Regardless, I think it's still pretty obvious just how far these systems have to go before they're taking my job or making the world a safer place.

CGC final scores
These scores look a little less impressive to me now.

Design Thoughts

To wrap up, I thought a little bit about the design of the competition and how this might be avoided. I think the problem here is that, unlike the CQE, there was no "oracle" whose score counted. The CQE had teams losing points if any of the "known" vulnerabilities weren't patched in addition to losing points for vulnerabilities other teams uncovered. Here, the only way to lose points is if other teams find vulnerabilities.

Given that the stated purpose of CGC was to "create automatic defensive systems capable of reasoning about flaws, formulating patches, and deploying them on a network in real time", this might seem odd. How can you appropriately test if a system was capable of these things if you don't at least score them on flaws you already know about?

I think the answer lies in what the CGC organizers intended the competition to be about. We already have generic mitigations. CGC was about building systems that could, in the most ideal case, fix every flaw with a targeted patch instead. In order to develop those targeted patches, you have to find and understand the vulnerability. Demonstrating true understanding requires not only a targeted patch that works, but also a proof of that vulnerability. Not having an oracle means the only teams that consistently score are those with both a patch and a proof.

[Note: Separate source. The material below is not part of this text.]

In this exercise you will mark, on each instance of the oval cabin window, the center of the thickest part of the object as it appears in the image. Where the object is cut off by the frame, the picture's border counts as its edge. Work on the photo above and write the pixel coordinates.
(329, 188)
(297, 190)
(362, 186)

I still feel the design of the game was solid. The fact that a do-nothing system would have scored well should speak to the difficulty of the problem space and the incompleteness of each system. Not poor game design. I also have a feeling that teams didn't place as much emphasis on offense and availability (where it seems most teams missed or lost points) given the uncertainty about the CFE rules.

I'm not sure if there will be another Cyber Grand Challenge. If there is, I would expect to see this become less and less of a problem as time goes on and systems improve.